Il défait la pomme de douche du tuyau. Il pose le joint sur le lavabo qui est à côté de la baignoire. Il me fait me pencher en avant. Il met le tuyau avec de l’eau tiède presque froide au niveau de l’orifice anal. Et de l’eau rentre en moi. Il lave le sperme. Il coupe l’eau, rebranche la pomme de douche. Puis va commencer une douche… nous deux sous les perles de pluie. Il va commencer une douche qui serait romantique avec ton amoureux mais qui est abjecte avec ton père. Je crois que je ne sens que les gouttes d’eau parce que… c’est la seule chose de beau en ce lieu… Il va me rouler des pelles.  M’enlacer, encore et encore. Sa main gauche sur mon sein, sa main droite sur mon cul. Il s’amuse à aller vers mon cul en me disant « tu aimes ça » l’air coquin et malicieux. À me dire qu’il a encore envie, malaxant mon seins droit le tout en me collant au mur et m’obligeant à enlacer sa jambe de la mienne en la soulevant et en plaçant sa main sous mes fesses toujours allant vers l’évasure qu’il a laissé. Il inonde mon cou de ses lèvres. Mais, il ne bande plus. Je suis soulagé. « Tu m’a tellement manqué » me lance-t-il. Il me lave, se lave. Il sort.

En sortant de la douche, je me suis habillée, vite. J’ai filé vers ma chambre. Je me suis glissé dans des vêtements. En retourna dans l’entrée prendre mon sac de vacances. J’ai vu qu’il avait mis ses clefs dans la serrure. Ma mère n’aurait jamais pu rentrer. Il a été occupé à ranger le salon, ouvrir le volet, remis le clic clac en place. Il a effacé ses traces, mes traces. Il m’a demandé de préparer mon linge à laver, mes vêtements souillés dans la foulé. Il les a ramassés. Ce qui s’est passé a disparu dans le néant du « ça n’est jamais arrivé, personne ne te croira ».

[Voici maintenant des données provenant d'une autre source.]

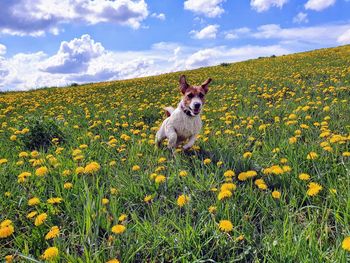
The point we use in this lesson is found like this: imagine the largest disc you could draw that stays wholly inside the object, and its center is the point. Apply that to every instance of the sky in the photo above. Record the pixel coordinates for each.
(60, 42)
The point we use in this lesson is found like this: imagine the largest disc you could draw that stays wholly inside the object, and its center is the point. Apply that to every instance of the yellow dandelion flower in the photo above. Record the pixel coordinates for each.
(50, 253)
(160, 179)
(182, 200)
(225, 226)
(41, 171)
(183, 173)
(314, 189)
(346, 244)
(54, 232)
(304, 176)
(276, 194)
(33, 201)
(92, 168)
(40, 219)
(118, 229)
(229, 173)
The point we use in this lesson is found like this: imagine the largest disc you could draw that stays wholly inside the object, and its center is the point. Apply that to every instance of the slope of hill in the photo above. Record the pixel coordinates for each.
(82, 181)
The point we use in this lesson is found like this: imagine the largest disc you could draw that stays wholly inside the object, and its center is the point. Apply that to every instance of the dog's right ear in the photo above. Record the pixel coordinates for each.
(183, 84)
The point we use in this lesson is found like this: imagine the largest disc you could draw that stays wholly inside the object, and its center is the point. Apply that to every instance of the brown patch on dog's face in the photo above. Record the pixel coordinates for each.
(193, 96)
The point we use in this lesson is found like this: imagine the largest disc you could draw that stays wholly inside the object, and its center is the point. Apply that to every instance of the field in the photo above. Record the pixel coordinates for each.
(267, 181)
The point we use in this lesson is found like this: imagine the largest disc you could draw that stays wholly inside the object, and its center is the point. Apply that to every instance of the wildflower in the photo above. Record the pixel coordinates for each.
(54, 200)
(314, 189)
(229, 173)
(41, 171)
(304, 176)
(207, 161)
(225, 225)
(67, 185)
(122, 217)
(32, 214)
(346, 244)
(135, 168)
(91, 168)
(160, 179)
(33, 201)
(224, 194)
(118, 229)
(54, 232)
(6, 228)
(247, 155)
(183, 173)
(50, 253)
(40, 219)
(182, 200)
(147, 198)
(276, 194)
(212, 209)
(312, 156)
(161, 160)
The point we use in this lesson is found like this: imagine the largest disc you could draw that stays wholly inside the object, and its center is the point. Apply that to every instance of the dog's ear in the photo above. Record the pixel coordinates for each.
(205, 85)
(183, 84)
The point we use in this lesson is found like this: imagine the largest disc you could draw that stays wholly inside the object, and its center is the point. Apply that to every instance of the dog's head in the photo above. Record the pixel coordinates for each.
(193, 96)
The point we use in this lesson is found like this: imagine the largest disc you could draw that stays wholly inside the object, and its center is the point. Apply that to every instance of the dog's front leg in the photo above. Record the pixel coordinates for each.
(190, 142)
(172, 138)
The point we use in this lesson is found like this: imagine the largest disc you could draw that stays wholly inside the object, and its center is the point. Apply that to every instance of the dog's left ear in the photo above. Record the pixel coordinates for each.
(205, 85)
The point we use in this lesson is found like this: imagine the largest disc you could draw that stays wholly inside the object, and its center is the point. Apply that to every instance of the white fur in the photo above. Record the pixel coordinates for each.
(179, 127)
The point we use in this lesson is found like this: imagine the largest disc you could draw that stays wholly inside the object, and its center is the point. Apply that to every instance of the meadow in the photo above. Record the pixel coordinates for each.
(267, 180)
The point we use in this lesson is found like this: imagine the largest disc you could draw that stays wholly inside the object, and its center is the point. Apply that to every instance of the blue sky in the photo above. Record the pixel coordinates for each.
(58, 42)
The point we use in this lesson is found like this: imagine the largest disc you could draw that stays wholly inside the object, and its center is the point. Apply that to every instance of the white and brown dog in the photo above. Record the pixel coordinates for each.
(184, 122)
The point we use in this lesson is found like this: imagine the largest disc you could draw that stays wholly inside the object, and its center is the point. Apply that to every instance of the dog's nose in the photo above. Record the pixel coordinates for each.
(197, 105)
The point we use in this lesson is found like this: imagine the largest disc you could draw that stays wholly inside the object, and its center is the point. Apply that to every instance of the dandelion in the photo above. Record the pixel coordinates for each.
(224, 194)
(147, 198)
(183, 173)
(312, 156)
(229, 173)
(54, 232)
(33, 201)
(182, 200)
(304, 176)
(207, 161)
(92, 168)
(40, 219)
(276, 194)
(346, 244)
(314, 189)
(160, 179)
(118, 229)
(50, 253)
(6, 228)
(225, 226)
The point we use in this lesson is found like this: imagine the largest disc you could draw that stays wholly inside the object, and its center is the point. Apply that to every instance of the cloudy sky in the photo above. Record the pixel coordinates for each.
(59, 42)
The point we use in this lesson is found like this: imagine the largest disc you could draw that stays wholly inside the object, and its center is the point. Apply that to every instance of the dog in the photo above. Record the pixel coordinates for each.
(184, 122)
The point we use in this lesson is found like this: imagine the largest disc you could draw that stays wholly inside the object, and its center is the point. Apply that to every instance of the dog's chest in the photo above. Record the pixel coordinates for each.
(186, 126)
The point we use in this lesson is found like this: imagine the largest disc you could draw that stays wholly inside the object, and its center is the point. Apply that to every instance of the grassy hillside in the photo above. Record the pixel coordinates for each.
(273, 158)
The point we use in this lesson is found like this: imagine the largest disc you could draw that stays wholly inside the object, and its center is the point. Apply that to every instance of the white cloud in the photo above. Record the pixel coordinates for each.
(74, 56)
(264, 5)
(300, 18)
(319, 5)
(208, 8)
(160, 16)
(209, 32)
(344, 38)
(36, 17)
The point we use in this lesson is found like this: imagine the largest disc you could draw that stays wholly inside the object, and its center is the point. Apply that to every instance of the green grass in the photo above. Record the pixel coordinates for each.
(243, 97)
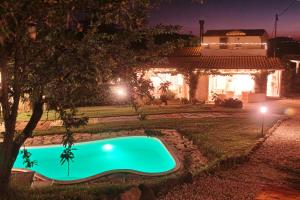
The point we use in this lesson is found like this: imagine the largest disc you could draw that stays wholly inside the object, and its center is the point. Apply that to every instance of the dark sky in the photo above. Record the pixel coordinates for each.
(227, 14)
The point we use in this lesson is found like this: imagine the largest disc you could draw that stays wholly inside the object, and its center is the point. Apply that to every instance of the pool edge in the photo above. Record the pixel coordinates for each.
(107, 173)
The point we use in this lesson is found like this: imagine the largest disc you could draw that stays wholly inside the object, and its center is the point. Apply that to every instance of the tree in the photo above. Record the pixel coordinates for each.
(50, 50)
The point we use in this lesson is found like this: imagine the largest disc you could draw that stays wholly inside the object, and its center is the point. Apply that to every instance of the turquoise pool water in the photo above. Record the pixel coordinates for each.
(138, 153)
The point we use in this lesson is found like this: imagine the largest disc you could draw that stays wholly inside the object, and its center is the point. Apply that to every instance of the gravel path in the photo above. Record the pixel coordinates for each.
(273, 172)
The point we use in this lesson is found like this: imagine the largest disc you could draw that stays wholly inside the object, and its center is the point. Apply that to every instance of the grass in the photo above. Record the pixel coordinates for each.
(215, 137)
(113, 111)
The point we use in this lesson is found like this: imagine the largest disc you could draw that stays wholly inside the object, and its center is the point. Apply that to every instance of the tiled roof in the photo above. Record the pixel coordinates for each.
(248, 32)
(186, 52)
(228, 62)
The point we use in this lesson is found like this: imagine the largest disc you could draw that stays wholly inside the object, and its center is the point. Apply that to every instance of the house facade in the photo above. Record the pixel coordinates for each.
(231, 63)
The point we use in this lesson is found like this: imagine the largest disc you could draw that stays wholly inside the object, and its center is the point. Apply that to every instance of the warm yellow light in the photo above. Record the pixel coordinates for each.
(121, 92)
(263, 109)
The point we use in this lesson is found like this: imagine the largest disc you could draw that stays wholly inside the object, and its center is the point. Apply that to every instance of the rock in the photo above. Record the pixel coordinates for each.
(133, 194)
(147, 193)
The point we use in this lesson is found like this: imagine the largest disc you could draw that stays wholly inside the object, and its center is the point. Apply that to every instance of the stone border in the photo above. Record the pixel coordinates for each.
(107, 173)
(229, 162)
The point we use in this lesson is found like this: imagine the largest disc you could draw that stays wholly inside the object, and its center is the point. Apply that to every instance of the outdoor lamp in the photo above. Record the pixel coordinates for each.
(263, 110)
(121, 92)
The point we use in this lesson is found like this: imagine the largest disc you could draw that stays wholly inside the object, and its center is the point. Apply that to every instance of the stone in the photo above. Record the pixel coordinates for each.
(147, 193)
(133, 194)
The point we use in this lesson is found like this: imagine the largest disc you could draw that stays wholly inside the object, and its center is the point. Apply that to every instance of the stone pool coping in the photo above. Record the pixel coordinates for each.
(107, 173)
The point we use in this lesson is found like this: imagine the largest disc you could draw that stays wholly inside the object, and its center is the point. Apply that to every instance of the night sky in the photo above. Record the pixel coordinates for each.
(230, 14)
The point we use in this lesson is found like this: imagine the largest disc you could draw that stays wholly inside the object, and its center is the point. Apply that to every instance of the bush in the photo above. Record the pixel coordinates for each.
(232, 103)
(228, 103)
(153, 133)
(166, 96)
(184, 101)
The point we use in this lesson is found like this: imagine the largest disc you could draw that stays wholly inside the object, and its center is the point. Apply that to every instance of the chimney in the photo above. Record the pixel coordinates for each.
(201, 23)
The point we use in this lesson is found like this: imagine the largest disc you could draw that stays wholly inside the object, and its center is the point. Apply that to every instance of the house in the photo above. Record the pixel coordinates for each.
(231, 63)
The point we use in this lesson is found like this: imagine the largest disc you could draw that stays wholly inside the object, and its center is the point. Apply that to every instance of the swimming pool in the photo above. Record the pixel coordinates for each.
(136, 154)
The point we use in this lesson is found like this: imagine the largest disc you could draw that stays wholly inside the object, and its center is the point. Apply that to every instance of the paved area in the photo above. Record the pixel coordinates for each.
(45, 125)
(273, 172)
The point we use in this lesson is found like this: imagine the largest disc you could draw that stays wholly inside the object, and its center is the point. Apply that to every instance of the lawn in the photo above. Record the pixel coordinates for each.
(217, 138)
(113, 111)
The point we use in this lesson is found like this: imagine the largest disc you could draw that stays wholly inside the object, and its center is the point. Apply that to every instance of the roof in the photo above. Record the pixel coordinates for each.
(228, 62)
(247, 32)
(187, 52)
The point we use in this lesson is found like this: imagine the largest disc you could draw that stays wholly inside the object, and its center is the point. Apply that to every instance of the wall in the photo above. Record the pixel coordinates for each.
(202, 88)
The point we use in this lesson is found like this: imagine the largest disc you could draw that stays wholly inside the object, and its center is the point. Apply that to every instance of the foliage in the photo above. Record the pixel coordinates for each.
(26, 159)
(164, 87)
(165, 97)
(228, 103)
(152, 133)
(66, 156)
(232, 103)
(184, 101)
(54, 52)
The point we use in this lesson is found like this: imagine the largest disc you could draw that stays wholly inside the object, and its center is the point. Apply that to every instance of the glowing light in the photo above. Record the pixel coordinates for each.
(107, 147)
(263, 109)
(289, 111)
(121, 92)
(233, 43)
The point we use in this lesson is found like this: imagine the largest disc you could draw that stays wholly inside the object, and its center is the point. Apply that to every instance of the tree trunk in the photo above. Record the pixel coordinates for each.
(193, 84)
(8, 155)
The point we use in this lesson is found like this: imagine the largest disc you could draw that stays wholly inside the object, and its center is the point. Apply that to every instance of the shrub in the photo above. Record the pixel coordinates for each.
(152, 133)
(184, 101)
(228, 103)
(166, 96)
(232, 103)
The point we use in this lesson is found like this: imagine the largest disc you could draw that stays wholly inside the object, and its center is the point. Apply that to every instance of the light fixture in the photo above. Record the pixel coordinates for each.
(263, 110)
(107, 147)
(120, 92)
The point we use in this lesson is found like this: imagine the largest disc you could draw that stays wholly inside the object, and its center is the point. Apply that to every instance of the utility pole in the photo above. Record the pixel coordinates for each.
(276, 24)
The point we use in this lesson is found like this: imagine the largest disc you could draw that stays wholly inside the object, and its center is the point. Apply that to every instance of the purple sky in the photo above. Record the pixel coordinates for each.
(230, 14)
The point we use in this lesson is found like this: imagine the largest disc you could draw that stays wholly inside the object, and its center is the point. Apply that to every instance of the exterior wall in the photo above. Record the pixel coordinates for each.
(202, 88)
(234, 42)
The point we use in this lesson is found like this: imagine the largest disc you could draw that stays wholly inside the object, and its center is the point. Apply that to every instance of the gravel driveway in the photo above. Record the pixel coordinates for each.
(273, 172)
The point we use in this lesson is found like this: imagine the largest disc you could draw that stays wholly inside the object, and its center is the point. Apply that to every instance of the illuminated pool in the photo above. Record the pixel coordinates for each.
(136, 154)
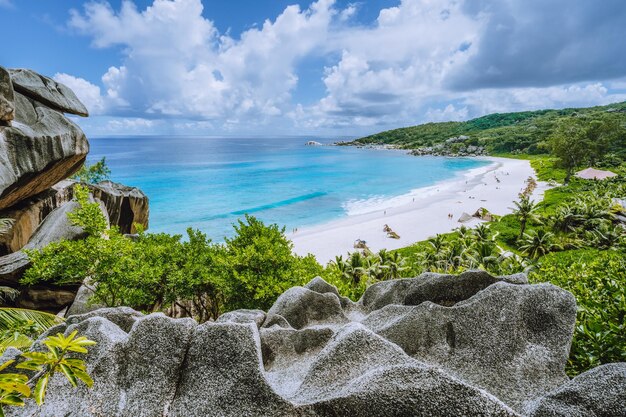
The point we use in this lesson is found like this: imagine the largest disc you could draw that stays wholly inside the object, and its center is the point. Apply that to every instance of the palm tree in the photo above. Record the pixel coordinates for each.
(525, 212)
(566, 219)
(482, 233)
(20, 327)
(356, 267)
(437, 242)
(538, 243)
(395, 265)
(606, 237)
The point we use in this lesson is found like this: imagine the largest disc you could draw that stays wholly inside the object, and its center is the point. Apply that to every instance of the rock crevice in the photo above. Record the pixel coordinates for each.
(485, 355)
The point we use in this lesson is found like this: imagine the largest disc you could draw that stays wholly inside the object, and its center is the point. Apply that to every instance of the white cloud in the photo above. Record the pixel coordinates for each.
(449, 113)
(177, 65)
(86, 92)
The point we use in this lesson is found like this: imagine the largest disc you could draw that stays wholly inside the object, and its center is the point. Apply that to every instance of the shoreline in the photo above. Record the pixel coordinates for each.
(423, 212)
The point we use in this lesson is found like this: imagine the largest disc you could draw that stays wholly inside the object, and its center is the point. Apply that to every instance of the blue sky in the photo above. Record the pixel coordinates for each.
(329, 68)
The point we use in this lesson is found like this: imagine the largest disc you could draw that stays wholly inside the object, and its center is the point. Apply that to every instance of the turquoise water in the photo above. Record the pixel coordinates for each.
(208, 183)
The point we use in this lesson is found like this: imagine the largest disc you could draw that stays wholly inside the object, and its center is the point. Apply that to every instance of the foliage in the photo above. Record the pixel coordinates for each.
(259, 265)
(88, 215)
(159, 272)
(93, 174)
(16, 388)
(521, 133)
(525, 212)
(597, 279)
(20, 327)
(352, 275)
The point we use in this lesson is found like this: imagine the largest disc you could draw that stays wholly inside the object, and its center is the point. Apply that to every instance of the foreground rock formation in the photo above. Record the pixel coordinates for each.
(39, 149)
(436, 345)
(39, 146)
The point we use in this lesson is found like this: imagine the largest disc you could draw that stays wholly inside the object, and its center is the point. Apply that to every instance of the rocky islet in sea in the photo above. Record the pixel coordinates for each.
(435, 345)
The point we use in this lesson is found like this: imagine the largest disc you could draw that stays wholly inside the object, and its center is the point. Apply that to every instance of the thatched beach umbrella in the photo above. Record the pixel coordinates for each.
(595, 174)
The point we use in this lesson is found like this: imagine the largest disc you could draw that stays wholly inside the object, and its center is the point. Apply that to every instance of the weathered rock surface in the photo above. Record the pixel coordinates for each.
(47, 91)
(511, 340)
(42, 146)
(497, 348)
(125, 205)
(27, 215)
(7, 107)
(55, 227)
(600, 392)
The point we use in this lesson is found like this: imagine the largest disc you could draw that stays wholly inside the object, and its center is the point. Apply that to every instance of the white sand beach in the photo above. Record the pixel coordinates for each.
(423, 212)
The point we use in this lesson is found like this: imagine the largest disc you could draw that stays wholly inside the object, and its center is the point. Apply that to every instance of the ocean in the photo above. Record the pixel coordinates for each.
(208, 183)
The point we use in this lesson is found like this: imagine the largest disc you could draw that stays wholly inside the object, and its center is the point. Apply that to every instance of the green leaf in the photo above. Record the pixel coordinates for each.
(69, 374)
(40, 389)
(14, 400)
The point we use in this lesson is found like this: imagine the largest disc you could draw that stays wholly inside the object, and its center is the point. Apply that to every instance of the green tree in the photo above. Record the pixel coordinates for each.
(16, 388)
(20, 327)
(525, 211)
(260, 265)
(569, 143)
(538, 243)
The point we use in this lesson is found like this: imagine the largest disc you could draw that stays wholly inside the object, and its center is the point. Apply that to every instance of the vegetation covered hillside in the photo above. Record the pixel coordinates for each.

Il avait disparu et il n’est revenu que pour moi. Où est-il allé ? Que s’est-il passé ? Il n’a pas reparlé de mon année scolaire catastrophique, de mon avenir scolaire, du fait que je refasse la seconde. Rien.

C’est juste la première fois qu’il m’a embrassé avec la langue. Un dynamique qu’il n’avait jamais osé. J’étais sa maitresse dans son regard. Et moi, j’étais un corps objet vidé de substance, de vitae.

Mais j’ai vécu avec une terreur rare. Terreur qui a conduit quelques mois plus tard à lancer « S’il me touche encore, je le tue. » et je l’aurais fait. C’est ça le pire pour moi. J’aurais tué un humain. J’aurais été à son niveau. Il est mort, merci à lui. Une rupture d’anévrisme à l’hôpital. Je n’ai pas eu à passer à l’acte. Mais, je l’aurais fait ce retour de vacances, ces 5 mois d’enfer qui ont suivi ont précipité ma déclaration. Il ne gérait plus rien. Il s’est branlé sur moi pendant les temps de midi, violé souvent après l’école, brutalisé, humilié, imposé dans plein de douche. Ma mère était soit absente soit trop bourrée. Il a même fait certain truc, elle complètement shooté dans son lit à quelques mètres de moi. 5 mois d’enfer complet. Jamais, jamais, il n’était allé aller aussi loin, aussi fréquemment.